# Pre-primed, finger jointed pine a good idea for baseboard and trim?



## Dan1el (May 31, 2017)

Is pre-primed, finger jointed pine a good idea for baseboard, door and window trim? 
Will knots bleed out after a time or have they been treated?


----------



## chandler48 (Jun 5, 2017)

Generally there are few knots to deal with. Yes pre primed finger jointed pine trim is fine for interior trim. It is the priming that helps with any surface problems such as staining.


----------



## joecaption (Nov 30, 2011)

Will it work. sort of.
Any I've seen looks like it was primed with a splatter gun and had to be sanded and reprimed before painting.


----------



## Davejss (May 14, 2012)

The primed pine from my local lumber yard is excellent.
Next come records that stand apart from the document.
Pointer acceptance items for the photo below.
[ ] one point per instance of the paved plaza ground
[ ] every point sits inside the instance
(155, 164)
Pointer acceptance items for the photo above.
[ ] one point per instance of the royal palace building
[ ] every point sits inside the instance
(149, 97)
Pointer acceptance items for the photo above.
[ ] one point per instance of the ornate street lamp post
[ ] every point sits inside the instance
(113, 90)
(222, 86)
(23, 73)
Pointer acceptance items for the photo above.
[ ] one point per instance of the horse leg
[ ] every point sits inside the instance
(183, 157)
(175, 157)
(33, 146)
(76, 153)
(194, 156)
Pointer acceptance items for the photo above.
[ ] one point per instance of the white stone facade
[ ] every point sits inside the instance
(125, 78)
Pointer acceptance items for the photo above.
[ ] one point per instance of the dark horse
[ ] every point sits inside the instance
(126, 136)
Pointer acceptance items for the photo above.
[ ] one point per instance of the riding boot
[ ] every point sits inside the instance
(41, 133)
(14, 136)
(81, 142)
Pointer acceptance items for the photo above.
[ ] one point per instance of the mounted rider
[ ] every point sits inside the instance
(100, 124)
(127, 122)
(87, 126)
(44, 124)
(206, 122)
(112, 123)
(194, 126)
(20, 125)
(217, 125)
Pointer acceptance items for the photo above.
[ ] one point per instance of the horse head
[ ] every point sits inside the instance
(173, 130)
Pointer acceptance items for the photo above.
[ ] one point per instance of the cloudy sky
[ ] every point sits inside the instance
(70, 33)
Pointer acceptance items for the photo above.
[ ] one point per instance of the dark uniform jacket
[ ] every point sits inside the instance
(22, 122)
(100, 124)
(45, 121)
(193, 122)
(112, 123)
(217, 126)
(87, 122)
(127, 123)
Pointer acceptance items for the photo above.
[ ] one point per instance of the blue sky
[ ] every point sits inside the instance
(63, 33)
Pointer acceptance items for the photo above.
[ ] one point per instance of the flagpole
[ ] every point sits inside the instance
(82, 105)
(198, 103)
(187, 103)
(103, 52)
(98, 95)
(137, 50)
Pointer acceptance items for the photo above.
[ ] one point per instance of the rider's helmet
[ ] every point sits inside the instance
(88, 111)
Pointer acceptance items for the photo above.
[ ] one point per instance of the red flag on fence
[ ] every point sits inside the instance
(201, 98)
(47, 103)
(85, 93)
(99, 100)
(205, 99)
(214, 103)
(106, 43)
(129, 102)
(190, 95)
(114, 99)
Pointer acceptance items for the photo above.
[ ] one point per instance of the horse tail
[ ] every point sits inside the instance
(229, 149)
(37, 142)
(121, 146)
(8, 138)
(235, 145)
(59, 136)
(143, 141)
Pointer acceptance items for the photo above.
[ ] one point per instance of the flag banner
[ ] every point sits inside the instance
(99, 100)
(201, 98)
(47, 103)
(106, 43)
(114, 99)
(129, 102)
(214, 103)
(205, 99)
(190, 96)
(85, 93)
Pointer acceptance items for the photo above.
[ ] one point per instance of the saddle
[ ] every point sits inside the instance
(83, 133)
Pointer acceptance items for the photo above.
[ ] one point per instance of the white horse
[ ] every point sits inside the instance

But the junk the big box stores sell I wouldn't use in a chicken coop.


----------



## mark sr (Jun 13, 2017)

As already mentioned not all preprimed trim is the same. I generally putty the nail holes, sand, caulk as needed and reprime it. It's usually a good idea for the painter's putty to be primed anyway.


----------



## Drachenfire (Jun 6, 2017)

Joe and Dave are right. The "pre-primed" trim at the big-box looks like it barely got misted. In my experience not a good base for painting.

If you do get the trim, I would apply at least 1 coat of a good quality primer sealer like Kilz, Zinsser or Sure Seal (Benjamin Moore).


----------